From Daily Republic, Fairfield // June 26, 2005
By Matthew Bunk // staff writer
SUISUN CITY - A lot of developers think all the waterfront land in the Bay Area is used up, but one local real estate investor and the owner of a Suisun City boat shop know of an empty parcel on the Suisun Slough - a secret of sorts - with a lot of potential.
"It's kind of undiscovered," real estate investor John Scaff said the other day while standing on the grass-covered lot tucked between Kellogg Street and the river channel. "Most people in Suisun don't even know it's here, and that's a shame because it's such a nice spot."
Scaff and his partners hope to one day place a white-tablecloth restaurant, some offices and a kayak rental shop in a new building overlooking the water. Part of the plan includes a yacht dealership and a hull to pull large boats out of the water for repairs.
The result, as Scaff sees it, would be more foot traffic in a section of town dotted by small retail shops, a sales tax boost for the city and a lucrative development deal that would continue to churn out money for years to come.
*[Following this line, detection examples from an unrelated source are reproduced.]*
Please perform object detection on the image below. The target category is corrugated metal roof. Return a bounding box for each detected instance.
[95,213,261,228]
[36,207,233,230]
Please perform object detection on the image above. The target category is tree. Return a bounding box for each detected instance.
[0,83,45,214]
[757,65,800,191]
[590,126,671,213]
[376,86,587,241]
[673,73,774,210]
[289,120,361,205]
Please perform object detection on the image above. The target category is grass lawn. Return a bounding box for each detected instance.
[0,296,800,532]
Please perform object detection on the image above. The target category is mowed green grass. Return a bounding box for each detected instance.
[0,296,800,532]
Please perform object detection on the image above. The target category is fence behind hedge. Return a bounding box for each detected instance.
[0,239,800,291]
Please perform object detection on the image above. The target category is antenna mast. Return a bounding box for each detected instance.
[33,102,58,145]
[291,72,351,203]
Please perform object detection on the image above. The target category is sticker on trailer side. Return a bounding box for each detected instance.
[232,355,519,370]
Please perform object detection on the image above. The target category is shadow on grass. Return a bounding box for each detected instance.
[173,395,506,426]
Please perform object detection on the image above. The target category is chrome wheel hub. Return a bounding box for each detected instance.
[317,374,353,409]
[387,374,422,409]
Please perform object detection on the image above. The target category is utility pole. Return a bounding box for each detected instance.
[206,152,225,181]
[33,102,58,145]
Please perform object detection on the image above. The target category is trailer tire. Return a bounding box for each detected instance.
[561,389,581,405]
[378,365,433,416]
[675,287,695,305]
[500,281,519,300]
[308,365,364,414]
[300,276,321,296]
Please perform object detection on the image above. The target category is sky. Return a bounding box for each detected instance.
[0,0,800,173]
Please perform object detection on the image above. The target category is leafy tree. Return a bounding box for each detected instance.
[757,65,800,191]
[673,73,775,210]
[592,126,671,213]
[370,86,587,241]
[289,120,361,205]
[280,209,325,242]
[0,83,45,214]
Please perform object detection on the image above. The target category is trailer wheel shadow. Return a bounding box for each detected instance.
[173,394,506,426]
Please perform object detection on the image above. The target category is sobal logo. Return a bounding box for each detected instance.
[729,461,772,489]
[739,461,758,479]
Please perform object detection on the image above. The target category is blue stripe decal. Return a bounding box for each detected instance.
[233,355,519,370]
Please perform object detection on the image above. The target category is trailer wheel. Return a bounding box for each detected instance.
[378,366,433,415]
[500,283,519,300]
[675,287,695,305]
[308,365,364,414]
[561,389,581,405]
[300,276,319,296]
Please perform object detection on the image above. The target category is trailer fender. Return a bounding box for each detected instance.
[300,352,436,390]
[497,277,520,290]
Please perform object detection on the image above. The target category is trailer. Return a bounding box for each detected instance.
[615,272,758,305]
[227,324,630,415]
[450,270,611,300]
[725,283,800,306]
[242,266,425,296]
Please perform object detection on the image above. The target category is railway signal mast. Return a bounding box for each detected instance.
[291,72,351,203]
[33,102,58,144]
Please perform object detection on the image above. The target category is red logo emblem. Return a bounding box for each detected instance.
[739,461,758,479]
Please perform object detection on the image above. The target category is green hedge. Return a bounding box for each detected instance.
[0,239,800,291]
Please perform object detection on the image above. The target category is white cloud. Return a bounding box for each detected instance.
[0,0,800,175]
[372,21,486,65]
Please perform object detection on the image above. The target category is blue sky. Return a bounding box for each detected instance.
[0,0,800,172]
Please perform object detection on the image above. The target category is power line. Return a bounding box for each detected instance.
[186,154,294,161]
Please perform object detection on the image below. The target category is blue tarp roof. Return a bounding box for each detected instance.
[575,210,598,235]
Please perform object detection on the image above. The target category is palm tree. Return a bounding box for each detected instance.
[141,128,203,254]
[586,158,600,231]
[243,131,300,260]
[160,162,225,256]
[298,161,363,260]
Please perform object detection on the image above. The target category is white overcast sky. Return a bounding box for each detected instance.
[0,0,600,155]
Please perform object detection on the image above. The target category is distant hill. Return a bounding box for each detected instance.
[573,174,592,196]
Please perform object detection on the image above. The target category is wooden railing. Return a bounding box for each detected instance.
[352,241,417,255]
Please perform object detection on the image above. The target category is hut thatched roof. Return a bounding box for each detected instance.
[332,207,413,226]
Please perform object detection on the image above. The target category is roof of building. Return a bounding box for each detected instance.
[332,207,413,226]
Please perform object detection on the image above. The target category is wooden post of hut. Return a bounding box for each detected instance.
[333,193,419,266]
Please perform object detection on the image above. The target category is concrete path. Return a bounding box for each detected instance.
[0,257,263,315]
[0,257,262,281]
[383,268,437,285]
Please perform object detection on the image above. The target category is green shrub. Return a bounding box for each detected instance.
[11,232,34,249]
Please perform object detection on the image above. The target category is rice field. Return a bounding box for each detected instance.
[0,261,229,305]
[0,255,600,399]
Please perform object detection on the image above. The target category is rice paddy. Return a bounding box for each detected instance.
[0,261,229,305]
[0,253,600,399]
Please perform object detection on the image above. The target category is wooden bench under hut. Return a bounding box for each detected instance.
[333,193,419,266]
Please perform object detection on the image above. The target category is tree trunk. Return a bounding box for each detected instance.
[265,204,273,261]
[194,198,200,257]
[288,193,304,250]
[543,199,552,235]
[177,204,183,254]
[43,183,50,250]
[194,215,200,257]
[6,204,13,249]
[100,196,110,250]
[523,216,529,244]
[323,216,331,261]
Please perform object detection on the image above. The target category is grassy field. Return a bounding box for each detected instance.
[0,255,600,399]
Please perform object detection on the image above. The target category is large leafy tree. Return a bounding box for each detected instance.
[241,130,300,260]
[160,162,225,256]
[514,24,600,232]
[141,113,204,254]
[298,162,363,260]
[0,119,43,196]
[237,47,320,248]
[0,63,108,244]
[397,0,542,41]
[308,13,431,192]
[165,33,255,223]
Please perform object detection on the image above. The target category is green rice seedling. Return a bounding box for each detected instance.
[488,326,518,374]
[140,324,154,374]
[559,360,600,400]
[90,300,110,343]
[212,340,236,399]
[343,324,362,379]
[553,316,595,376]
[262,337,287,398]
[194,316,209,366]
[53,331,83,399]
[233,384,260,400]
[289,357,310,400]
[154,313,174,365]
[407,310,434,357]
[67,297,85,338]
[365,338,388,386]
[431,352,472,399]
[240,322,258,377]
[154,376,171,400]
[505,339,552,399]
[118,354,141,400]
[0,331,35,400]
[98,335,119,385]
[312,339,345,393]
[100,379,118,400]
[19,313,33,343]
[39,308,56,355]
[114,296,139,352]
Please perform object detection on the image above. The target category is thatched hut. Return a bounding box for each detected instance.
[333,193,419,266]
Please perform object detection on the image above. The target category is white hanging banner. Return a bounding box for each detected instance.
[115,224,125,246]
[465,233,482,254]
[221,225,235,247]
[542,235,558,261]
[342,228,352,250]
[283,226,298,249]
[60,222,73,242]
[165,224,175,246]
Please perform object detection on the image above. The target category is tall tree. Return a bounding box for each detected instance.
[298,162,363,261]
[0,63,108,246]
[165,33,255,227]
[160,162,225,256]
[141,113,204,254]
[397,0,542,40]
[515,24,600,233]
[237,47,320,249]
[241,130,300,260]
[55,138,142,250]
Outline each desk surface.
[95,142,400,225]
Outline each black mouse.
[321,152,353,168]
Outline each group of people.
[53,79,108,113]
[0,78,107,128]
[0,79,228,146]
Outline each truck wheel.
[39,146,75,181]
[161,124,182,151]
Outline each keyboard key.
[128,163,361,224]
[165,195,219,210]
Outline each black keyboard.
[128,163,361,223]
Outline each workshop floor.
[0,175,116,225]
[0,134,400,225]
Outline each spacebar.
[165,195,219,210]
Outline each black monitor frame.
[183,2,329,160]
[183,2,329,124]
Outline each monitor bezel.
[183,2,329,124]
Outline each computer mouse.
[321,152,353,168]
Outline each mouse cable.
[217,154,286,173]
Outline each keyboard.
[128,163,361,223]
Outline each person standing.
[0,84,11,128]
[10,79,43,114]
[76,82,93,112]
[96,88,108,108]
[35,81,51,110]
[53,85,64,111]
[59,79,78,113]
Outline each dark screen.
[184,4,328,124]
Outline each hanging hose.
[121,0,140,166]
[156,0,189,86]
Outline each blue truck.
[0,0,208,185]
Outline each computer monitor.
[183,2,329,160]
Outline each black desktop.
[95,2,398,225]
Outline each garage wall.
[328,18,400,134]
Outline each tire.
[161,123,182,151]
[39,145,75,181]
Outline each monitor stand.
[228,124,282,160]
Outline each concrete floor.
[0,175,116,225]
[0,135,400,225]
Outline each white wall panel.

On sunny afternoons when there's a slight breeze wafting over the delta, it certainly seems as though prime waterfront land is wasting away while the city scrounges for money to erase considerable debt brought on by redevelopment investments that haven't yet panned out.
Only a few yards farther inland lies Adams Marine, a boat dealership and repair shop whose owners now want to expand. Looking across the marsh toward the Sacramento River, however, reveals nothing but open space and the purple silhouette of Mt. Diablo.
For several years, the city has resisted selling the waterfront parcel just beyond the end of the boat slips, but is now considering letting it go. Mayor Jim Spering and senior staffers met with Bill Adams, owner of Adams Marine, last year to discuss terms of a sale.
Adams and Scaff worked out an arrangement that would allow Adams to expand his business to a certain point and give Scaff the room he needed to construct a two-story building right on the water. They would invest more than $3.5 million in the project, they said.
But just as Adams thought he had a deal in hand to buy the waterfront property and the leased land on which his business rests, the secret was blown; another development firm made a bid for the land.
Development consortium Ballman, Jensen and Pitcher came forward with a vision of eight executive homes with designated work spaces on the bottom floor. Similar live-work spaces in the adjacent Promenade subdivision sell for upwards of $1 million.
Right now, the city hasn't given its full support to either proposal. But some members of the City Council have said Adams should at least get a chance to expand his business. After all, Spering said, he's already invested there.
But Ballman, Jensen and Pitcher are doing all they can to open the city's ears to their proposal to build homes on the land. They unveiled their design plans to the City Council last week.
Jim Pitcher said his group needs the entire waterfront parcel, including the portion for the Adams Marine expansion, to make the residential development feasible. His partners agreed, and said the city should resist playing favorites and instead choose the project that makes the most sense.
"We're not interested in public property being wheeled and dealed to one party," James Jensen said. "Both projects need an equal opportunity."
Adams feels he should get first dibs because he's been offering to buy it ever since he opened the boat shop six years ago. But he also realizes land deals with government agencies don't always hinge on his style of logic.
"What we've got right now is a vision," he said. "If the city can get behind it, it's going to happen. If they don't, it won't."
Both factions say something should be built on the remaining waterfront property to spur economic growth in that part of town. They have different opinions, however, on what type of development would attract more attention to the area.
To John Scaff, the real estate investor who also manages Pacific Security Realty in Fairfield, the answer is obvious.
"You bring in a nationally known restaurant, with a lounge upstairs and porches hanging over the water, people from the Bay Area will say, 'Hey, let's go up to Suisun and spend a few days there.' It's becomes a destination," he said. "But it needs something great to anchor it."
Scaff and Adams say they could start construction as early as November, if the city is willing.
The whole thing could open for business in two years, Scaff said.
"The city is always talking about not having enough money, and this would bring in revenue right now and every year afterward," Adams said with a glance toward the open space preserves west of Suisun City. "It's time to finish off the waterfront."